Correlation between biochemical parameters and quality and maturation status of oocytes

The correlation between the biochemical parameters and quality of oocytes and their maturation status was presented in Tables 5 and 6. In SF, a significantly (P<0.05) positive correlation was found to exist between Glu concentration and poor quality oocytes. A highly significant (P<0.01) positive correlation was recorded between Glu, TP and Tgl concentrations and poor quality oocytes in LF category. A significant positive correlation was recorded between Glu, TP and Tgl concentrations and GV oocytes in MF and LF categories. In all the follicular categories, significantly (P<0.05) negative correlation exists between the Tgl concentration and MII stage oocytes.
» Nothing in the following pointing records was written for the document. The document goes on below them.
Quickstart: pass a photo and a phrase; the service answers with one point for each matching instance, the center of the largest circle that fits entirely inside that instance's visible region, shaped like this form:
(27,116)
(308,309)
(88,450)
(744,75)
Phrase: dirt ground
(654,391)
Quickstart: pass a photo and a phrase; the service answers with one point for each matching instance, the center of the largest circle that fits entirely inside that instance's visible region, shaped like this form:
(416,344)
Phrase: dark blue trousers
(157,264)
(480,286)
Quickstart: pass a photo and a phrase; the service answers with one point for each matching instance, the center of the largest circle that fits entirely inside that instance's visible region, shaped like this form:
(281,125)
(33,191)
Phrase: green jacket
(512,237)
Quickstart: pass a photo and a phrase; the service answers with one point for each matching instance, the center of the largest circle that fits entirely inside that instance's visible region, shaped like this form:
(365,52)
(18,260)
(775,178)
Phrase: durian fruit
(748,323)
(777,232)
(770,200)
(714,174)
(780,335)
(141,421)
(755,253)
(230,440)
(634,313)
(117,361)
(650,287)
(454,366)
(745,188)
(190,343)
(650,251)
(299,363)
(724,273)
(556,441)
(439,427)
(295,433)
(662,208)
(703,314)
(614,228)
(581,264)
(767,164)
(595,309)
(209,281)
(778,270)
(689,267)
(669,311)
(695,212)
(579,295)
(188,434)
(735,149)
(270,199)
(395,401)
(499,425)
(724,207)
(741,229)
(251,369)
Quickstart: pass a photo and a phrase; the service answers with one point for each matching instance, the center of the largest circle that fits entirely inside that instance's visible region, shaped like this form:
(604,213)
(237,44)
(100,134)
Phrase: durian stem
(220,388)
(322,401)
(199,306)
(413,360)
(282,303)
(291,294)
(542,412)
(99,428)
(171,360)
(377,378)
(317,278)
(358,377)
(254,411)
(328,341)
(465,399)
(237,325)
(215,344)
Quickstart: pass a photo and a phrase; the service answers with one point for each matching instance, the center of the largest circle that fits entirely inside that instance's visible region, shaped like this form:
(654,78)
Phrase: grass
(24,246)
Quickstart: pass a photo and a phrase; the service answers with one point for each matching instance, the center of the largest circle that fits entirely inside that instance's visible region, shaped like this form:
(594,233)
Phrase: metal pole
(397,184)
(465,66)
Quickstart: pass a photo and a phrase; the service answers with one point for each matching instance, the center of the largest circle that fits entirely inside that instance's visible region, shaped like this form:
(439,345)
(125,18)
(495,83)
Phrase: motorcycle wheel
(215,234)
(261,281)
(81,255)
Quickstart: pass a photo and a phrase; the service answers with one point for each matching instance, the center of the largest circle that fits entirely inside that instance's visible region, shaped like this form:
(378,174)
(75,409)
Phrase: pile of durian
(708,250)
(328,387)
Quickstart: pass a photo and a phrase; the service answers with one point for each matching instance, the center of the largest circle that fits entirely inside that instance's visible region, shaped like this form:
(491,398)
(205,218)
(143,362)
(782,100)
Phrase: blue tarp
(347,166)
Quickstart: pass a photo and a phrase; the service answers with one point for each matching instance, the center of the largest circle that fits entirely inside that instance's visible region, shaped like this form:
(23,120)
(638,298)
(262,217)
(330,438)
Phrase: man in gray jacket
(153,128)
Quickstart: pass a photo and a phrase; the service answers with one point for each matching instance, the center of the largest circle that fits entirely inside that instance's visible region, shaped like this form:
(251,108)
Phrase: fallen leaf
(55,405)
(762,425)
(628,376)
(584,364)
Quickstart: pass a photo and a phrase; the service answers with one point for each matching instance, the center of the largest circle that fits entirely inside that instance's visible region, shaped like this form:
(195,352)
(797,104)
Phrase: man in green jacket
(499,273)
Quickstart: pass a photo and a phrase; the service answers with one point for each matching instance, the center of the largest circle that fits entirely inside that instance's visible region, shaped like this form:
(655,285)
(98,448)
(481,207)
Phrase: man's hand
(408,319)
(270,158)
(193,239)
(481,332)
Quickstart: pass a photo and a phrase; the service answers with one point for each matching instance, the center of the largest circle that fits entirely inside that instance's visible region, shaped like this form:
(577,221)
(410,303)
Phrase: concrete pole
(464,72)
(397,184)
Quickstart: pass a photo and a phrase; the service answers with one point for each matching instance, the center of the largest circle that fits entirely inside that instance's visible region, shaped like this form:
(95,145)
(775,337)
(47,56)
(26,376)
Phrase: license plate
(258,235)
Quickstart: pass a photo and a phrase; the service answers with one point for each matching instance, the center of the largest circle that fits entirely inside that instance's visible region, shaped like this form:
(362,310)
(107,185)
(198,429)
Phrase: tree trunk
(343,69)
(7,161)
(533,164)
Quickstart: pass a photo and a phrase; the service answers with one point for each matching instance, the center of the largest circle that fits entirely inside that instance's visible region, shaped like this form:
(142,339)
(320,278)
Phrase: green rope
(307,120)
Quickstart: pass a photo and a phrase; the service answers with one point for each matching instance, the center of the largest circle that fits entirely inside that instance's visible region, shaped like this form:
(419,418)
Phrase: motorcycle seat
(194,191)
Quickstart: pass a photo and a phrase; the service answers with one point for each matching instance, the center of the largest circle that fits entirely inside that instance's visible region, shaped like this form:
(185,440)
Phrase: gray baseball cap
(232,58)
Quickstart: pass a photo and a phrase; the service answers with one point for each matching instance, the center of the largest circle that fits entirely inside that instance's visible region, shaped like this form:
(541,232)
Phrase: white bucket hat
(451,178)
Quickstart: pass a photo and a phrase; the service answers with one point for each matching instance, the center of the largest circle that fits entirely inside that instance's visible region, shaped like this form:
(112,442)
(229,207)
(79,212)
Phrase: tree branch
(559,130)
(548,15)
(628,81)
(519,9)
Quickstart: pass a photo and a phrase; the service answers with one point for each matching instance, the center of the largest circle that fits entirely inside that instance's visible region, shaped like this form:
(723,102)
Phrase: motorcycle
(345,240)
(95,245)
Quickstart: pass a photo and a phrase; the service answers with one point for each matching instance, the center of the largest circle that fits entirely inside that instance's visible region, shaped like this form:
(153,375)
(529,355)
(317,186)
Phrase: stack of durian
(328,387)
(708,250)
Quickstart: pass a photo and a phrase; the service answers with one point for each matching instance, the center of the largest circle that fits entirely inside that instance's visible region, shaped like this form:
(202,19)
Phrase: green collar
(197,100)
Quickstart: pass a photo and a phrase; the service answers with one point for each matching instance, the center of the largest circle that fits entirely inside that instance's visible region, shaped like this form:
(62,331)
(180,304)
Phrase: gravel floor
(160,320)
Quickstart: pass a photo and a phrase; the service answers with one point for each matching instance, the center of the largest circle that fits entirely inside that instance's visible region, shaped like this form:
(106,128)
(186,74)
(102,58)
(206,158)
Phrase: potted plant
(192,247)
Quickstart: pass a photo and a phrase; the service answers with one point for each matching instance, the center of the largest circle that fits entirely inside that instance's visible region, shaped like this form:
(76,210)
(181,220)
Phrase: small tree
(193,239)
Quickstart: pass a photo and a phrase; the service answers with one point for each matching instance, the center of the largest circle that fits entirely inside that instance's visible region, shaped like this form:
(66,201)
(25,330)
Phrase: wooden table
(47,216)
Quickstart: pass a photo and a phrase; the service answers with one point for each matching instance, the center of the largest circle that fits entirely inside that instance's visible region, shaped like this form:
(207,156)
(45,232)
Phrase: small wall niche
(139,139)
Follicular category Biochemical parameter Quality of oocytes r value Significance
SF Glu Good quality oocytes 0.1454 NS
Poor quality oocytes 0.4383 *
TP Good quality oocytes 0.1565 NS
Poor quality oocytes 0.4006 NS
Tgl Good quality oocytes -0.0316 NS
Poor quality oocytes 0.3692 NS
MF Glu Good quality oocytes -0.0417 NS
Poor quality oocytes 0.0200 NS
TP Good quality oocytes -0.1267 NS
Poor quality oocytes 0.1174 NS
Tgl Good quality oocytes 0.0199 NS
Poor quality oocytes 0.2256 NS
LF Glu Good quality oocytes -0.1213 NS
Poor quality oocytes 0.5520 **
TP Good quality oocytes 0.0691 NS
Poor quality oocytes 0.5839 **
Tgl Good quality oocytes -0.0140 NS
Poor quality oocytes 0.5408 **

*P<0.05, **P<0.01, NS: P>0.05

Table 5: Correlation between biochemical parameters and quality of oocytes in different follicular categories.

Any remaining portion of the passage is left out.